To Music

 
Date:
Sunday 18th June 2023
Place:
Holy Trinity, Cuckfield
Readings:
Colossians 3.12-17
Acts 16.16-34

In 1562 The Council of Trent, as part of the Roman Catholic Church's reaction to the liturgical astringency of the Protestant Reformation, condemned elaborate late polyphonic music which, it said, overwhelmed the purity of the words being set. Palestrina, one of the supposed chief offenders, responded with a simple Mass setting named after Pope Marcellus II which brought a stay of execution.

Eighty years later, Monteverdi was attacked by the Papal Inquisition for writing an aria to close his opera the Coronation of Popea which was much more beautiful, it said, than any of the sacred music he had written. He had therefore committed an act of blasphemy by writing beautiful music for Nero, a persecutor of Christians, and his immoral wife, Popea.

In England, meanwhile, the country of Tallis, Byrd, Gibbons, Weelkes and Tomkins, from the middle of the 16th Century onwards, music was steadily phased out from most Parish Churches except for metrical Psalms. Where the Papal and Inquisitorial onslaught soon gave way to an era of ravishing sacred baroque music, in England it was only with the Methodists at the end of the 18th Century that Hymns became popular, heralding their introduction into the Church of England in the middle of the 19th Century.

Before addressing the issue of the nature of music, let me put it into a broader cultural context. Shamefully, Christianity has a long tradition of banning and burning books as well as people, as far back as accusing the great theologian and exegete Origen c185-250 of heresy. The written  word is most easily censored because although there might be disagreement about the precise meaning of a text, written statements give people something firm to hold onto or to reject. Drama is just a little more tricky but, again, there is a long Western Christian tradition of banning it, not least during the Puritan era in England. The first major attack on Christian representational art took place in Byzantium in the 8th century and at the English Reformation in an act of unparalleled state cultural vandalism hundreds of thousands of statues and pictures, stained glass and ornamented vessels, were destroyed; and what survived that onslaught was attacked during the brief Puritan Commonwealth in the middle of the 17th century.

So we can see that all the arts have at various times been victims of religious particularism; but what is it about music, so much less easily classified, which has generated such suspicion?

The answer lies in the very words I have just said "so much less easily classified". Music, like erotic love, is not subject to purely rational analysis and discourse; it is, once set loose, like fire from Pandora's box, impossible to re-capture. Music and eros, as we know from our own experience, have always been inter-twined. But the problem, from the Church's point of view, went much further: music was not only associated with love and beauty but it was also associated with the mysticism, and alleged superstition of the late Middle Ages. What Christianity needed, the reformists all agreed, was a stiff dose of doctrinal and liturgical astringency.

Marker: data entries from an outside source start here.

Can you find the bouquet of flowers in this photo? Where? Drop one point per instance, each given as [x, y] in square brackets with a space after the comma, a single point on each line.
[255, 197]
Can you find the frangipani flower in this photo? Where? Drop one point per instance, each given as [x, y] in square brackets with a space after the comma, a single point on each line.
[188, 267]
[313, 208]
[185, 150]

But it was not just a matter of tone and doctrine; in spite of the Protestant theory that each person could draw his own religious conclusions from reading his own Bible, the Protestant reformers soon became as accustomed to burning dissidents as the Catholics.

 

This cut and dried attitude to religion, which makes doctrine more like physics than metaphorical poetry, is a piece of intellectual arrogance born of the worst sin of all, the sin of pride, but it is also a symptom of the gross heresy which separates and ranks agape above eros, the spiritual above the physical, which is as absurd a concept as ranking prayer above peaches when the two phenomena are in totally different categories. As humanity we were created to be both spiritual and physical, to be at home in agape and eros, as the Trinitarian God is also realised in the physical and the non-physical.

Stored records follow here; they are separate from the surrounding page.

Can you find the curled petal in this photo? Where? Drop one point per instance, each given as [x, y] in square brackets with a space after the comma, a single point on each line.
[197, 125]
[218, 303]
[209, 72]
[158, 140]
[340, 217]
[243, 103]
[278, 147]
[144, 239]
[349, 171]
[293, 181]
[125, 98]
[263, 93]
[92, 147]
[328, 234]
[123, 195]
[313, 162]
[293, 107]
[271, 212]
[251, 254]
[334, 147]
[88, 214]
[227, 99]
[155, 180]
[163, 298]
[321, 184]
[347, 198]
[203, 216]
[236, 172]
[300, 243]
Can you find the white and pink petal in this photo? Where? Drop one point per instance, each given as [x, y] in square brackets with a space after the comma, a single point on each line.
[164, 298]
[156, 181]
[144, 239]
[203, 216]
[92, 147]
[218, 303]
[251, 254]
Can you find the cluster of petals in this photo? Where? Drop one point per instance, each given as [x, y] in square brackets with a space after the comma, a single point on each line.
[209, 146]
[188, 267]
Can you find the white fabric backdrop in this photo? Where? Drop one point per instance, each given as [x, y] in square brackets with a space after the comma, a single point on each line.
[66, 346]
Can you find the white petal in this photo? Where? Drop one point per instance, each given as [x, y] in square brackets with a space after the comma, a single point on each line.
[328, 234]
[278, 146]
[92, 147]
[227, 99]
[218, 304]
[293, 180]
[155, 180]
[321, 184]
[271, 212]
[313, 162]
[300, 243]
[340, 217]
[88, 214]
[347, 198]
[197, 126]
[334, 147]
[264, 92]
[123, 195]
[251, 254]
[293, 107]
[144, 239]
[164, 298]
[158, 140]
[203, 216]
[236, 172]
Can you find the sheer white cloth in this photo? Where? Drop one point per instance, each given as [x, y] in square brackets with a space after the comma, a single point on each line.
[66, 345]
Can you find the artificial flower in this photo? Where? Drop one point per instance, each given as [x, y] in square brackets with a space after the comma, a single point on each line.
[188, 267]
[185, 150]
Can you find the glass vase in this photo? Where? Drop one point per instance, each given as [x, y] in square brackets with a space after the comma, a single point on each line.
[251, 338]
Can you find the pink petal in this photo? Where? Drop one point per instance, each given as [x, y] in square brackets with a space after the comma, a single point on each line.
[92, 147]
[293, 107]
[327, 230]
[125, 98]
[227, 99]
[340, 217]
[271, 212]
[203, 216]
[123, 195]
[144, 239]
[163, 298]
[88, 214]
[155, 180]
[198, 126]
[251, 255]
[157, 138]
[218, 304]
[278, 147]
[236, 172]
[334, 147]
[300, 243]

And, the problem for exercising control is that Music has nothing to do with ranking the spiritual above the physical, or agape above eros: music is, fundamentally, even more than is the case with poetry, the generation of emotion through rational means, it is the calculated creation of effect, it is the embodiment of rules which rely for their impact both on reinforcement and infraction. In that sense, music is subversive of the rationalist cause, a cause so often invoked by hierarchy to exercise political and religious control. In that context, the city authorities in Leipzig in the first half of the 18th Century were very brave to put up with Bach; they occasionally wavered but never gave way to their misgivings. To their credit, they did not over-react to musical innovation, a point we should bear in mind when we think of our reaction to new work.

It may seem over dramatic to relate the power of music to the idea of control;  many of us, for example, may simply find Choral Evensong comforting; but we will be very unlucky if, sometimes in our life, we have not been so deeply moved by music that it has taken us quite out of ourselves.

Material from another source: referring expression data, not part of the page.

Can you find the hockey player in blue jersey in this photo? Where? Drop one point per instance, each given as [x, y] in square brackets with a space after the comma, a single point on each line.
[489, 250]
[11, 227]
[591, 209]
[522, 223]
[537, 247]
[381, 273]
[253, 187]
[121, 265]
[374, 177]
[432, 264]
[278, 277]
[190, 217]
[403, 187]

And that, ultimately, is the point. The imperative in worship is that we should give our very best to God, and much of what is best in worship is our music which combines our rationalism and our emotion in one act which is why it should be as important in our Christian lives as it is in our romantic lives. Music embraces our ritual and God's mystery, it takes us beyond words and beyond ideas of duty; and, at its best, it takes us as close to God as we will ever get in this life.